Le Guide du Bordeaux colonial. Mercredi 4 janvier 2023.
Aujourd’hui, notre émission est construite autour d’une longue interview, réalisé il y a 15 jours, à l’occasion de la venue à Bordeaux, dans sa famille, pour les fêtes, d’un globe trotter, sociologue, documentariste, cinéaste, militant pour la justice environnementale, organisateur particulièrement actif, inspiré et inspirant : Clément Guerra.
Clément a parcouru pendant deux ans, de 2012 à 2014, caméra au point, le continent nord américain, d’une communauté indigène à l’autre, communautés impactées par un des plus gros chantiers du monde, un des plus destructeurs surtout pour l’environnement et les peuples indigènes le KXL Pipe Line qui devait permettre d’exploiter le pétrole des sables bitumineux du nord de l’Alberta au Canada et de le transporter jusqu’au golfe du Mexique pour l’exporter, un projet criminel pour les communautés et pour notre planète, un projet qui validait et banalisait l’exploitation du pétrole de schiste, d’une toxicité délirante pourtant.
Son film, « Le condor et l’aigle » sorti en 2019, a eu un grand succès aux Etats-Unis, au Canada et en Equateur auprès des communautés impactées et de tous ceux, de plus en plus nombreux et unifiés, qui luttent pour un grand mouvement de la justice climatique, environnementale et globale.

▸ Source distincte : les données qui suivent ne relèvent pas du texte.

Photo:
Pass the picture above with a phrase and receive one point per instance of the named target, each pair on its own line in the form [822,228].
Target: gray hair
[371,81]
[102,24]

Entièrement autoproduit, grâce à des levées de fond, le film nous donne à voir l’incroyable dynamisme et charisme de 5 « leaders » comme on dit là bas, des organisateurs de communautés, 4 femmes et un homme, issus de communautés amérindiennes et chicanos, des « leaders » qui portent la parole et la lutte des indigènes marqués du sceau du colonialisme, celui, historique, qui les extermine, les déplace, les parque dans des réserves, celui plus contemporain qui les détruit lentement, avec le racisme, la relégation, la précarité et celui enfin, actuel, sous nos yeux, des compagnies pétrolières, soudoyant les gouvernants, menaçant les opposants, noyant dans la boue pétrolière, asphyxiant, empoisonnant et finissant de détruire les peuples premiers, leurs territoires et leurs cultures.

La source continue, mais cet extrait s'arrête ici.